BME Seminar February 5, 2016

Shailesh Ganpule, Ph.D.
Postdoctoral Fellow
Hopkins Extreme Materials Institute
Johns Hopkins University


The Brain in Action: Biomechanics of Head Rotation in Humans


Rapid rotation of the human head can lead to a concussion or mild traumatic brain injury (mTBI). Repeated exposure to such an extreme event can potentially lead to a debilitating decline in brain function, a phenomenon now well-documented in football players. The full spectrum of ways in which biomechanics are related to brain function is still poorly understood. We present integrated research aimed at visualizing the motion of the brain in human volunteers and developing high-fidelity computational models of brain biomechanics.

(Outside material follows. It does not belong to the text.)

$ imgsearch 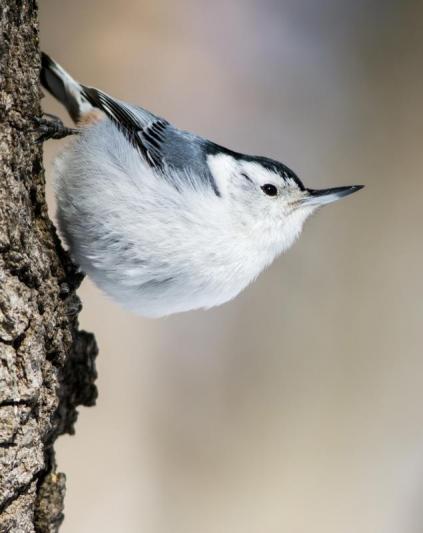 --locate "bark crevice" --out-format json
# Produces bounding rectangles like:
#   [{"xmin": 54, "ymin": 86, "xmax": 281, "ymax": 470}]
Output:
[{"xmin": 0, "ymin": 0, "xmax": 97, "ymax": 533}]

This work developed a person-specific virtual head model enriched with the biomechanical response of brain tissues and white-matter fiber-substructure. Person-specific three-dimensional shearing motions of the brain obtained through a recently developed tagged MRI imaging technique are then used to validate the model by comparing the measured and predicted dynamic mechanical response of the brain. Results suggest that that the rotational dynamics of the brain have a timescale of approximately 100 msec as determined by the shearing wave speeds, and thus the injuries associated with rotational accelerations likely occur over these timescales. After validation using the live human subject data, the head model is used to simulate a real life scenario that resulted in a concussive injury. The ability of the model to provide insights into the degree and likely locations of injury is demonstrated.

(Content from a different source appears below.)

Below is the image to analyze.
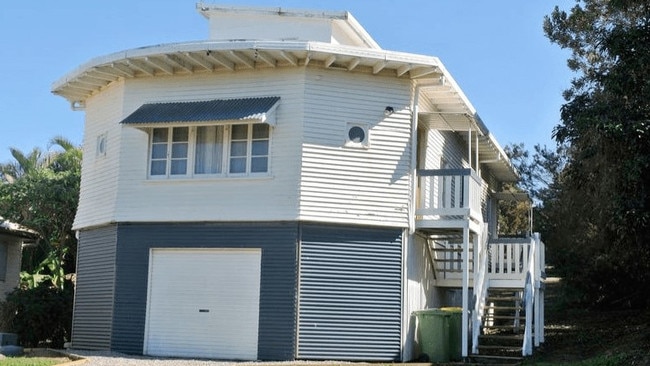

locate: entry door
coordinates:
[144,249,261,360]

Dr. Ganpule is a postdoctoral fellow at the Hopkins Extreme Materials Institute of the Johns Hopkins University. He received his Ph.D. in Mechanical Engineering and Applied Mechanics from University of Nebraska-Lincoln. Dr. Ganpule’s broad research interest pertain to understanding dynamic phenomena in mechanical and biological systems. His current research is focused on understanding mechanics of head trauma.